I’m going to be level with you, Pelicans fans, and if you have the power to remove your Mardi-Gras colored glasses, you’ll know it’s true: the team has been poorly run for a long time. Not just with Dell Demps constantly making patchwork decisions, ignoring sunk cost fallacy, and digging holes deeper instead of digging out of them, but — don’t be mad — because the organization felt like it was lower on Tom Benson’s priority list, and the mixing of upper management reflected that. National media picked up on that perception, and ran with it for a very long time.
But a funny thing started happening after Davis’s trade request — changes started happening in earnest. Demps was fired, the most prevalent link between the Saints and Pelicans was cut as Mickey Loomis’s title was stripped, and Gayle Benson began saying and doing the right things. Changes were coming, and Pelicans fans were excited, and waited for the media to take notice too.
Except…they didn’t. Bill Simmons callously referred to Gayle as “The Widow,” and several podcasters and writers speculated about the death of New Orleans basketball, and the reports of David Griffin’s hiring was met with subdued acclaim. People thought it was a good hire, but no one felt it was worthy of loud announcements. This obviously bothered Pelicans fans, but it made sense to me. National media reacts to actions, and front office hires do not move the needle unless it is someone of national celebrity a la Phil Jackson. David Griffin, as respected as he is, doesn’t get Johnny Q Basketballfan sitting up in his seat. And ESPN and the other big networks make content for Johnny and his friends, so the coverage was lacking.
That’s also why the draft lottery was met with gnashing and cursing, with fake stories about Zion Williamson’s preference. New Orleans was still not respected, not seen as a worthy destination. The Pelicans getting the rights to Zion was huge for the city and the fans, but it still was something given to New Orleans. It wasn’t something the Pelicans rightly earned, unless you believe in Griffin’s voodoo rituals.
I knew that for the national media to finally give the little old NOLA team some respect, one of two things would have to happen: either the team needed to put a product on the floor that consistently won, or they’d have to really kill it on the Anthony Davis trade. These are real, tangible actions that require the rest of the world to take notice. Things that not even the most blatant largemarketophile can hand-wave away.

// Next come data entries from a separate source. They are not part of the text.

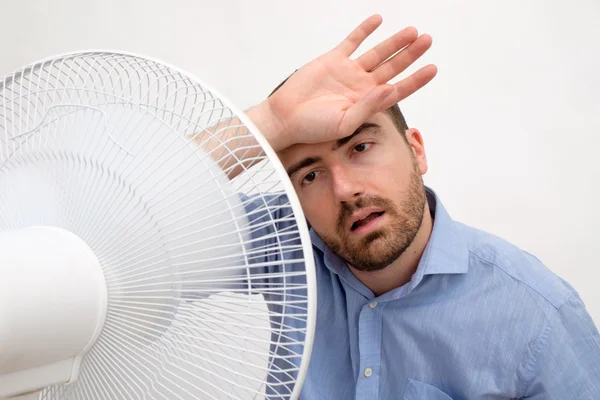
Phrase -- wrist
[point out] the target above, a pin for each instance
(267, 122)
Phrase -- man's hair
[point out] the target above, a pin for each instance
(393, 112)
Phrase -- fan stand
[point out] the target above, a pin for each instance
(53, 302)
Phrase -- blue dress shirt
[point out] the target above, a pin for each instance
(480, 319)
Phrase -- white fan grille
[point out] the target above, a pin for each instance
(210, 283)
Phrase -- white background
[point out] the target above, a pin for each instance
(511, 123)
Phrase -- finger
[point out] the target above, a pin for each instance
(387, 48)
(398, 63)
(365, 108)
(358, 35)
(408, 86)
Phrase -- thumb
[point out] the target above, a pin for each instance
(365, 108)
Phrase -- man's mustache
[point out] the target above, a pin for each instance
(348, 209)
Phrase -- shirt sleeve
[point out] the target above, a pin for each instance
(566, 362)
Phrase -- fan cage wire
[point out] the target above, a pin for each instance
(127, 325)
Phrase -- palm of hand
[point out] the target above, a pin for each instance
(332, 95)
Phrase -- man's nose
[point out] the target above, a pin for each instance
(347, 185)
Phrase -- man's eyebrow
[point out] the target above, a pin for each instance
(302, 164)
(308, 161)
(359, 130)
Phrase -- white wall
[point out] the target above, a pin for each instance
(510, 123)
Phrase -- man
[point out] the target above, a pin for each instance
(411, 304)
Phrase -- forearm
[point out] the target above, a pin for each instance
(231, 144)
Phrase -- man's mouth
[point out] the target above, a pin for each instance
(365, 221)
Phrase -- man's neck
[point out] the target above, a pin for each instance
(400, 271)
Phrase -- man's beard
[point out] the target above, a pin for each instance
(365, 255)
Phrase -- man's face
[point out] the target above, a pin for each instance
(363, 195)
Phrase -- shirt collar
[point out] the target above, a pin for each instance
(446, 251)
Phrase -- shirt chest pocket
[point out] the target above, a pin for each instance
(416, 390)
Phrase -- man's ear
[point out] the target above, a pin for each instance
(417, 146)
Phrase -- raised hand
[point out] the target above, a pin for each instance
(329, 97)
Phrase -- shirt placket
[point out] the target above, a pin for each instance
(369, 342)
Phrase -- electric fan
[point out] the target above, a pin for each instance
(151, 245)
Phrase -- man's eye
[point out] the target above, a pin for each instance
(362, 147)
(311, 176)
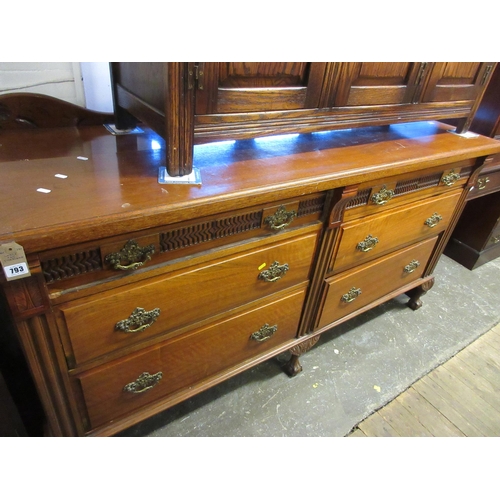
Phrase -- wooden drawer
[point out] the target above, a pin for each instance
(179, 299)
(350, 291)
(125, 256)
(371, 237)
(401, 190)
(188, 359)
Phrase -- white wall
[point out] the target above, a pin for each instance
(57, 79)
(97, 86)
(85, 84)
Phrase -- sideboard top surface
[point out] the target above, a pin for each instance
(110, 184)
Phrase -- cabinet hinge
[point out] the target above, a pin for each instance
(421, 72)
(486, 74)
(196, 75)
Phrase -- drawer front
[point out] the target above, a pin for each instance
(408, 188)
(138, 312)
(188, 359)
(371, 237)
(350, 291)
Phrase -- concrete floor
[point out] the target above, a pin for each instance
(355, 369)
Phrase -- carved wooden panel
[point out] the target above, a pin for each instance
(239, 87)
(207, 231)
(68, 266)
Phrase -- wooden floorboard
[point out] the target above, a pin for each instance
(458, 399)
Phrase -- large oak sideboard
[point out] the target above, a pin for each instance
(140, 294)
(194, 103)
(476, 238)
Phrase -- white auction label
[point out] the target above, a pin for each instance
(13, 260)
(16, 270)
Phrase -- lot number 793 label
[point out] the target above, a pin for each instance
(16, 270)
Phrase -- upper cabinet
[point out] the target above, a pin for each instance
(372, 84)
(192, 103)
(246, 87)
(454, 82)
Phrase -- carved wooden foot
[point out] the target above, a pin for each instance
(293, 366)
(415, 294)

And so here we are, with The Ringer gushing over the return, with articles about the Pelicans being a team of the future, with more than one sports talking head wondering if David Griffin was somewhere laughing like a bond villain after he hung up the phone. The road to true, lasting respect is long and arduous, and the team has much more work to do — starting with deciding what to do with the #4 pick in Thursday’s draft. A team must be constructed, and those wins I talked about must come eventually for the trust in the team to continue.
But right now the Pelicans have new players, new picks, a diligent front office, and committed ownership. Oh, and they have a guy named Zion too. And, finally, they may be getting the national respect so many Pelicans fans crave.